Cuando se encontraron, después de quince años, ambos estaban tan ansiosos como adolescentes. Intercambiaban formalidades, mientras tomaban un vino. Sin embargo, después del primer beso, no se dijeron nada. Ese barco conocía la bahía donde se sabía esperado. Una serena plenitud los agobiaba cuando se despidieron con un abrazo y un beso silenciosos. Un suspiro daba fe de sus pensamientos: «Me gustó que dejáramos a nuestros cuerpos expresar lo que las palabras no hubieran podido decir mejor. Más bien, las palabras y su magia ya habían cumplido su misión».
Sonrió complacido y guardó los cambios en la historia que acababa de recrear. Las palabras hacían lo suyo, una y otra vez. Retrotraían vívidas emociones que impregnaban sus horas e inundaban, como antes, de oxitocina y dopamina, todo su sistema. «El tiempo, no es un vector, es interminable espiral; por lo tanto, la vida puede ser tantas veces intensamente vivida. Amé apasionadamente; tengo el alma plena de saudade por los momentos intensos, el recuerdo de personas especiales, aromas, melodías, libros, lugares. Antes con el ensueño, ahora con las palabras volveré a recrearlos y vivirlos intensamente.»

«¿Quién diría que cuarenta y cinco años de lecturas me hubieran ilustrado en psicología humana? Quizás algún día escriba un cuento sobre este joven profesional, prototipo de su tiempo. Su bostezo, ojeras y tensión en los hombros me sugieren que tiene muchas expectativas impuestas por el sistema, competitivo, perfeccionista, racional en extremo, incapaz de reclamar por las demandas excesivas, zarandeado por los sentimientos de culpa. ¡Qué rico personaje!», pensó «el viejo».

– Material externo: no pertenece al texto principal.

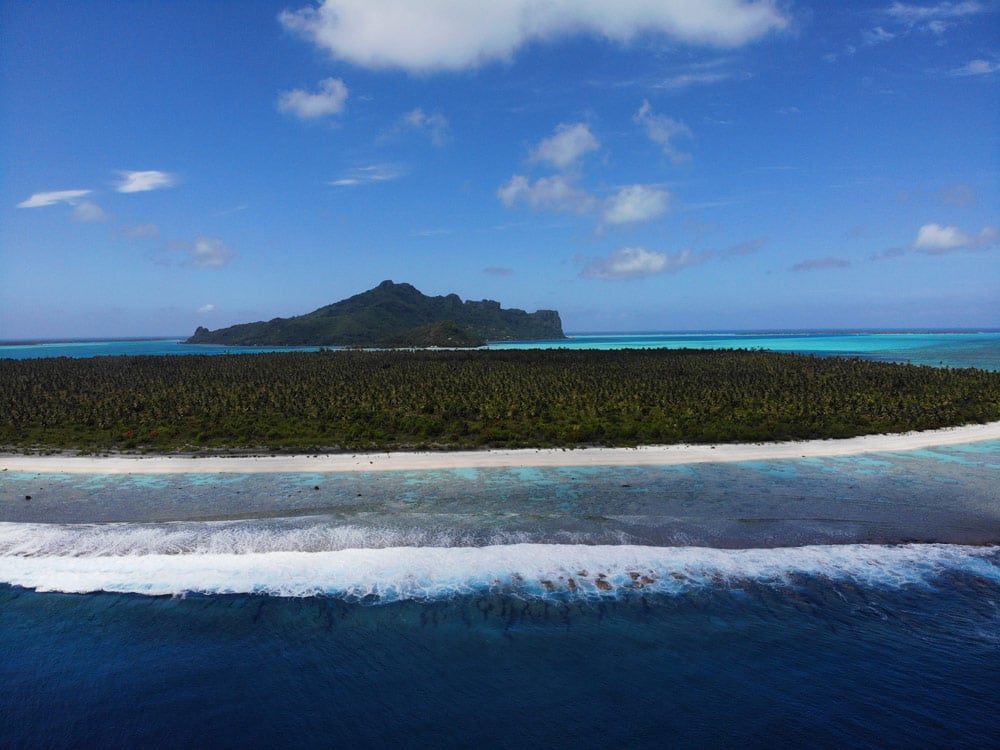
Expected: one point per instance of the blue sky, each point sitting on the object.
(636, 165)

Una tarde, sentado bajo un álamo, el viejo sonreía mientras musitaba: «Guillermo Ibañez, compañero, yo también me aparto del ruido y de las voces y veo reaparecer presencias detrás de los pliegues del olvido para realizar el milagro del amor. Tú subías las escaleras de tu buhardilla donde los amados poetas aguardan el rescate de una noche, para vengar con dolor y goce sus vidas. ¿Sabes, hermano?, le cogí el gusto a rescatar mi propia vida. Mi mente veleidosa siempre ha conservado selectiva aquello que me conmueve sin piedad. A mis años cedí a la tentación de actualizarlo con la magia de las palabras; magia que nuestra dulce complicidad y gustos compartidos hizo crecer vigorosa. Leo la postal en la que ella citaba a Gioconda Belli: "Dime que no me conformarás nunca, ni me darás la felicidad de la resignación, sino la felicidad que duele de los elegidos, los que pueden abarcar el mar y el cielo con sus ojos y llevar el Universo dentro de sus cuerpos” y me siento deliciosamente abrumado, como entonces, con su presencia; aunque mi hermano llamara, desde nuestro país, para decir que hace una semana la enterraron».